Ralph Dokken and family have run Dokken’s Superette at 28th Avenue and 42nd Street in south Minneapolis for more than four decades. As he neared his retirement day, Dokken, left, talked with regular customer Camilla Wolkerstorfer as she checked out groceries.
For 42 years at Dokken's Superette, there were a lot of things you couldn't do.
You couldn't get your morning coffee, since 80-year-old owner Ralph Dokken has always opened at 9 a.m.
You couldn't buy a lottery ticket, because they take too long for the people behind you in line. You couldn't pay with debit or credit card, but Dokken could write the purchase on your tab, filing it away under the counter.
This morning is the end of an era: Dokken is handing over the keys to the south Minneapolis store he sold this year.
"We're a modern store with old-fashioned service," Dokken said.
The Roosevelt High yearbooks he kept behind the counter have been packed. Most customers have paid their tabs, though some remain. Regulars have come to say goodbye with cards and a cake.
"He's just amazing -- you'd never believe he's 80," said Marty Demgen, who says he stops by the store nearly every day. "There's other nice people that purvey convenience in the area, but I look at him as a real pioneer. We'll miss him."
Dokken, who served seven years in the Navy and 13 years in the Reserves before working for an airline, bought the store when he was 39.
His six children helped him stock the shelves. His oldest son, Steve, still helps him run it.
"We were practically raised in the store," said Sara Bertges, Dokken's daughter, who said that she and her siblings all worked their way through college there at $2 or $3 per hour.
The south Minneapolis neighborhood has always been good, always working-class, with a small-town feel in the city, said Dokken. He compares it to Andy Griffith's Mayberry.
For the past 42 years, students have walked the two blocks from Roosevelt High School during their lunch hour. Dokken is sure he saw former Gov. Jesse Ventura (James Janos), a 1969 Roosevelt graduate, on the other side of his cash register in the store's early years.

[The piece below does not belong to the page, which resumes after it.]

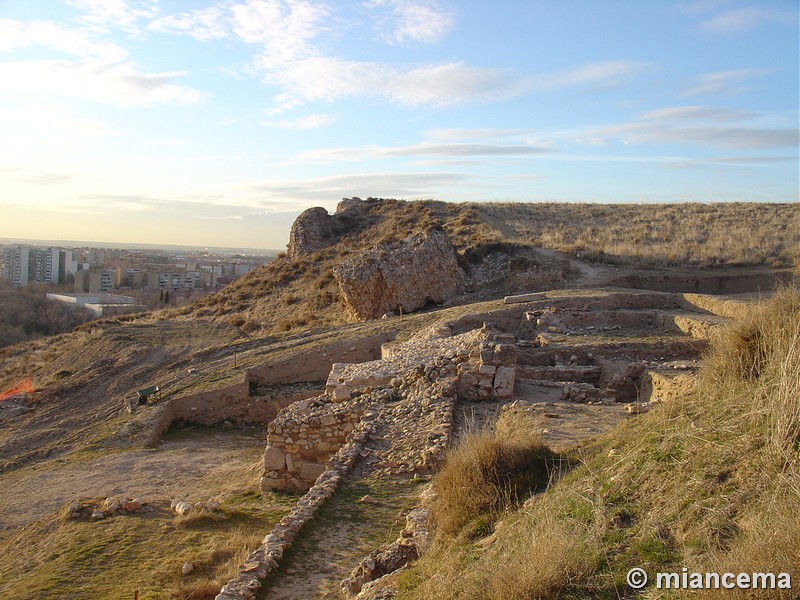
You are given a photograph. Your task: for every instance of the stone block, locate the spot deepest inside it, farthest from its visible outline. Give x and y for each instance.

Most of Dokken's business is in the basics: milk, chips, soda, cigarettes, beer. He sold scratch-off lottery tickets for awhile, but "the only people that bought them were the ones that couldn't afford them," he said.

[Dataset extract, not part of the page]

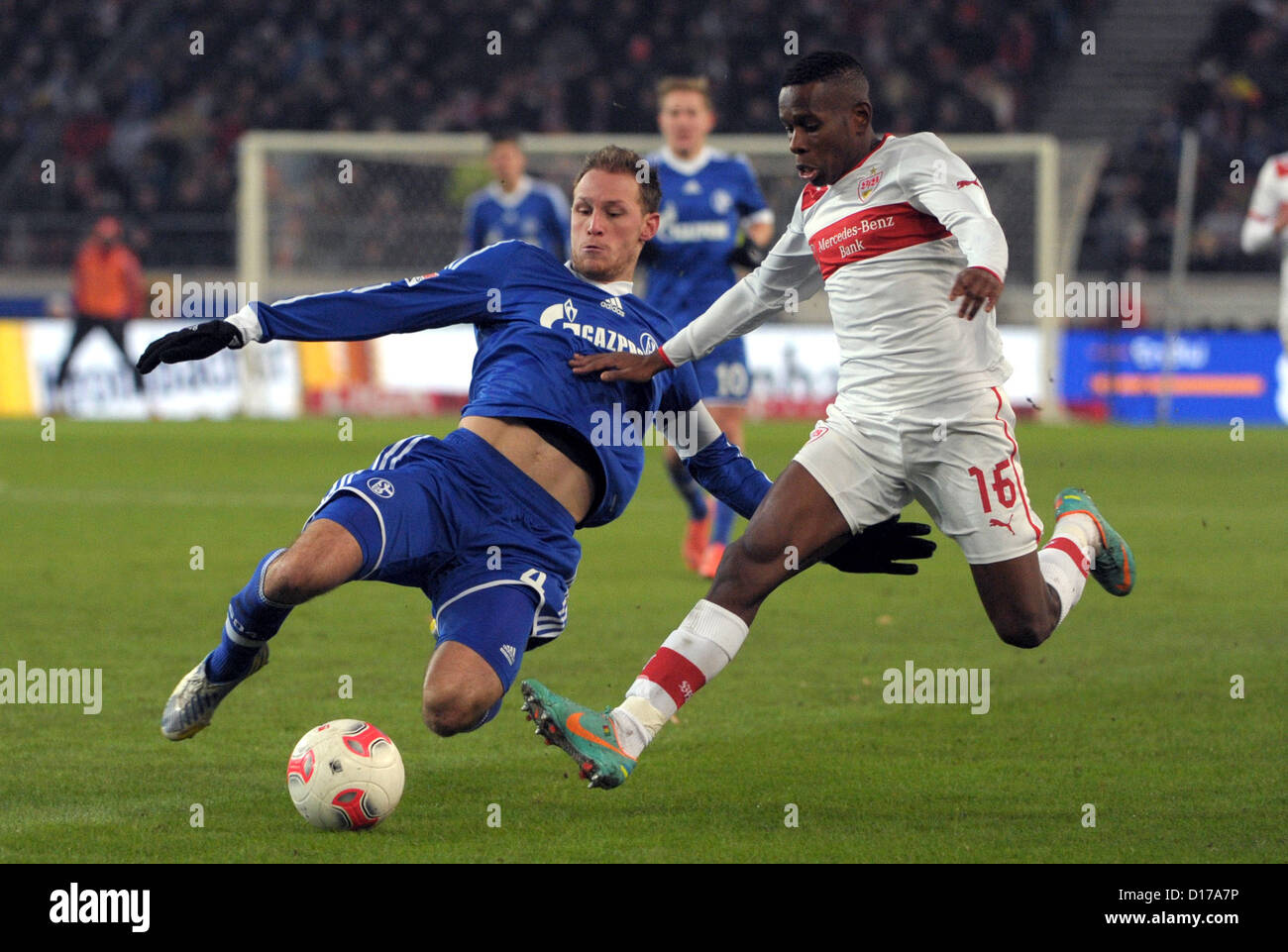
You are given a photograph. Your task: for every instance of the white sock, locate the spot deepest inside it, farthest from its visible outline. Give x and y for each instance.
(690, 657)
(1067, 560)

Dokken still measures produce on a Depression-era scale that can price all the way down to a penny a pound, but has evolved more toward convenience store fare.

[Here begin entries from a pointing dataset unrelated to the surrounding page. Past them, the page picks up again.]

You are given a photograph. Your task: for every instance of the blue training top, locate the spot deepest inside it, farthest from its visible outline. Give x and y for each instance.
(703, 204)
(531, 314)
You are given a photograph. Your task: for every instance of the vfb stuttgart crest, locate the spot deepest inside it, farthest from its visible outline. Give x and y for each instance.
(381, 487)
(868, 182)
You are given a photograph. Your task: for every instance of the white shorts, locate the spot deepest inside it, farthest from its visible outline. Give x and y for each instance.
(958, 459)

Dokken has seen "seven or eight" owners come and go at Flag Foods, the convenience store just across 28th Avenue from his. The last change at Dokken's was in 1985, when he remodeled and added freezers.
"After awhile you get really complacent," Dokken said, adding that the new owner will make changes he should have made: opening earlier, adding a coffee bar, taking Visa.
For years, his children wanted him to sell the store, worried about his age, Bertges said. This spring, he was robbed and beaten on St. Patrick's Day.
"I'm 80 years old. I'm tired," Dokken said. But he's not sure what he'll do now: "I have no hobbies."
Today, he's taking a final inventory at 8 a.m., then closing until 10 a.m., when the new owner will take over.
The few tabs stacked on the counter, with "Minute Maid juice" or "bag of ice" handwritten next to prices, will probably just go unpaid.
Dokken's Superette will still be the neighborhood store, but not the same without Dokken, shopper Demgen said.
"I'll still be going there," he said. "But I won't make the point of going there that I always have."